Since she didn't want to lose the alligator a second time, Jessica aimed and fired into its brain. A second shot from Sorrento rang out, hitting the beast as well. Right as it made the riverbank, the creature expired like a balloon losing air, dead of wounds earlier inflicted by Kenyon and now their combined gunfire.

She turned to Sorrento, his gun smoking. How long had he been there? How much of her behavior he had witnessed, she did not know.

The rains had softened and the sky along with it, a hint of daybreak showing through in the east.

Mike Sorrento stepped before her, and he stared at the scene: All but Kenyon's head extended from the alligator's mouth, his brain crushed inside the monstrous jaws. “Makes for a fitting metaphor for the man's life.”

“ Going to make one hell of a forensic photo, too,” she replied, standing over the scene.

“ Yeah… yeah, one hell of a shot. Good of you to put Kenyon out of his misery.”

“ I shot the gator, not Kenyon.”

“ No, I shot the gator,” he disagreed.

“ Then we both shot the thing.”

“ How long did Kenyon suffer?”

“ All of his life, I'd say.”

They stared for a moment at one another, each keeping silent. Jessica again wondered how much Mike Sorrento had seen, and how much his remarks were meant to elicit from her. In the distance, they heard Konrath calling out, trying to locate their position. I don't want anyone thinking we just sat here and let the alligator do our job for us,” she said.
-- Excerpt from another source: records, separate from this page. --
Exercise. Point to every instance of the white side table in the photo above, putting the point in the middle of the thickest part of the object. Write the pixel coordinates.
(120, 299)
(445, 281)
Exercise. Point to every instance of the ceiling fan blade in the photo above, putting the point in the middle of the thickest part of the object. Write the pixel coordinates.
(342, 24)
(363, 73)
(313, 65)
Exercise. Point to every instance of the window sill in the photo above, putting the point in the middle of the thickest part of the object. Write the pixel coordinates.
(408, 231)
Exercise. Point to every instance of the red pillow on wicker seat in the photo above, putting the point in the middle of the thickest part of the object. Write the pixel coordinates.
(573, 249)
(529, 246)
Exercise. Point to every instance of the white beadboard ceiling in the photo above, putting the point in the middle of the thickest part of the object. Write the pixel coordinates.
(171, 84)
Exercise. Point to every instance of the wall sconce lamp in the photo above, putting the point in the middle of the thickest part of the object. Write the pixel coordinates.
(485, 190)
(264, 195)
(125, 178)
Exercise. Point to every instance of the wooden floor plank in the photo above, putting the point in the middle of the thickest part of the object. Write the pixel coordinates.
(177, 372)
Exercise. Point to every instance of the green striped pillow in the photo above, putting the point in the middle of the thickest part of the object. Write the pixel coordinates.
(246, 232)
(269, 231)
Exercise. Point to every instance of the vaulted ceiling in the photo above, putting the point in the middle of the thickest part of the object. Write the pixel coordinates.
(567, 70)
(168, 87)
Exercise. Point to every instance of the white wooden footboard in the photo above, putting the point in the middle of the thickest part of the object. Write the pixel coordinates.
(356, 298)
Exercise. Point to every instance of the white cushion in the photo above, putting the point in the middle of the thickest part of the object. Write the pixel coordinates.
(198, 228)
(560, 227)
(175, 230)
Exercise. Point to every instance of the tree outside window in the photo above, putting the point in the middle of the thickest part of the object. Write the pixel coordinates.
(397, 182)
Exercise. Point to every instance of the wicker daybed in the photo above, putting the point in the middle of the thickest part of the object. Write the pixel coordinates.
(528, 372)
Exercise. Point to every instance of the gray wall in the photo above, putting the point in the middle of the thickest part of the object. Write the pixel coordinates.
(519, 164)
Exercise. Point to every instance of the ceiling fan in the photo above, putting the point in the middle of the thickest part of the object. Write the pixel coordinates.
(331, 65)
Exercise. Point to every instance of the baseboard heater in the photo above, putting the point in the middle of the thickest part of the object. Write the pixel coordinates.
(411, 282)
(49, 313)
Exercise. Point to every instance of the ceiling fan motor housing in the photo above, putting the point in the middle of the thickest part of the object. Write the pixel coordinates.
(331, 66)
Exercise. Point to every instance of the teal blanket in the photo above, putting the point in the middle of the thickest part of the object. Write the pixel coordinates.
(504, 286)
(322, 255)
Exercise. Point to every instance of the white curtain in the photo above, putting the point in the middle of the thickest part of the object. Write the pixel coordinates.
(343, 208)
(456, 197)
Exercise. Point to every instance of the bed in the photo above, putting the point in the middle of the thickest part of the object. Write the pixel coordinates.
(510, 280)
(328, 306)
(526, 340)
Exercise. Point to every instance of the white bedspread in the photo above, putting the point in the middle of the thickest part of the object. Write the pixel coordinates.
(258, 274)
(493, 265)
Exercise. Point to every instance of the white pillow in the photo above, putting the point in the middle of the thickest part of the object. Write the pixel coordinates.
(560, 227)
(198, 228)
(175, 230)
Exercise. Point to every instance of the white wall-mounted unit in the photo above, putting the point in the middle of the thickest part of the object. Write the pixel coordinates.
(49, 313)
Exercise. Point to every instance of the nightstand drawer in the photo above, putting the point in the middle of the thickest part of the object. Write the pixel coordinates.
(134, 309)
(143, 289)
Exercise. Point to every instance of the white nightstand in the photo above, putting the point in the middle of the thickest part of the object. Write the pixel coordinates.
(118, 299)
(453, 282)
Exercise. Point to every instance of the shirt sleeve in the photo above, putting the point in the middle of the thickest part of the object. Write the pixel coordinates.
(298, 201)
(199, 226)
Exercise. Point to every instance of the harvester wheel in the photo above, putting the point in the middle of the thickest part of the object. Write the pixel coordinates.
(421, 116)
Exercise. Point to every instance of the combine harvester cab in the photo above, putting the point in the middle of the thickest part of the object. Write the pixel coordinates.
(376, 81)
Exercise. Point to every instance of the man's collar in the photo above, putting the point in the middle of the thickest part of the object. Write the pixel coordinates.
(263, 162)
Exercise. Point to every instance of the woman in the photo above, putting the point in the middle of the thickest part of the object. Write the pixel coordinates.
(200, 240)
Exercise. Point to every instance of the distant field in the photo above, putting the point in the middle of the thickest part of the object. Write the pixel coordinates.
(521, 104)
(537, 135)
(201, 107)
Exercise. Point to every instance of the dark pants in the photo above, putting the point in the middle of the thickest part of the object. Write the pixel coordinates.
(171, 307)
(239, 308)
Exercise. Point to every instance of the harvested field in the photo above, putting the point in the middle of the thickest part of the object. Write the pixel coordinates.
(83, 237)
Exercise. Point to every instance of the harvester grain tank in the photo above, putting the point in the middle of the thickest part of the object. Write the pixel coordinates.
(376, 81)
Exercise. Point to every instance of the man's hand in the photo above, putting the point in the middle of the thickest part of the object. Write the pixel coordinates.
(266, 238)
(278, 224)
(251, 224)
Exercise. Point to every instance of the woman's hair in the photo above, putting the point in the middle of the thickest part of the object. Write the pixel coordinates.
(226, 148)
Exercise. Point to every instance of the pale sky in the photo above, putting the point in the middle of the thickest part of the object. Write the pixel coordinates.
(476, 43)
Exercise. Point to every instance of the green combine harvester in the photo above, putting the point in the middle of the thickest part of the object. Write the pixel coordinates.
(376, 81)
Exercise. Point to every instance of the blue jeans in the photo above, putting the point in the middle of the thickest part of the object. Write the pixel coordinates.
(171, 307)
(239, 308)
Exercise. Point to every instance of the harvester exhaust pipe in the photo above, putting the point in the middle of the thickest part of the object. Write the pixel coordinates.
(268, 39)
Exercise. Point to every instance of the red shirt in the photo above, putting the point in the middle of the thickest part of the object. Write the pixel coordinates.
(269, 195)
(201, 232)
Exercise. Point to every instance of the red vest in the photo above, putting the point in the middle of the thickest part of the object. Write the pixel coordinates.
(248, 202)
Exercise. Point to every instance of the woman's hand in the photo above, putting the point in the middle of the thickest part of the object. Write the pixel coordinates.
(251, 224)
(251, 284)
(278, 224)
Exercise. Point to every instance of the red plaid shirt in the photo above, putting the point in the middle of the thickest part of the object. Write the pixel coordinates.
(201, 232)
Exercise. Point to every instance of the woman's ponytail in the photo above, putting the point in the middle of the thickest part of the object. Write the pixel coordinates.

“ I can't imagine anyone thinking that, Dr. Coran.”

“ I stopped him with a vine strung across his path. The moment he fell, the gator grabbed him. There was no pulling him to safety.”

“ I know… and you didn't have time to react. I saw the whole thing,” he concurred. “And if it becomes necessary, Jessica, I'll back you up.”

It wasn't lost on her that this was the first time he'd called her Jessica. Now that they shared a secret, he presumed them closer, she imagined.

Konrath came through the underbrush and stared at the scene. “Jesus,” he said. “Terrible way to go.”

“ No more so than his victims,” Sorrento replied.

Jessica knew that even dead, the gator's digestive juices would only continue to eat away at Lara Swantor's flesh. “Look around for that brain saw. It's got to be around here someplace.”

The two men did so, and Sorrento complained, “It's likely in the water, six feet under.”

“ No, here it is!” shouted Konrath holding it up.

“ Let me have it.” Jessica examined the machine and expertly started it. “Good, it's still functioning.”

“ What're you going to do?” asked Sorrento.

“ I'm getting what's left of that woman out of that beast, OK? Now, first thing we need to do is pry open the gator's mouth and get Kenyon's weight off. Then I want you two to help me roll that damned beast on its back. I'm going to cut it open.”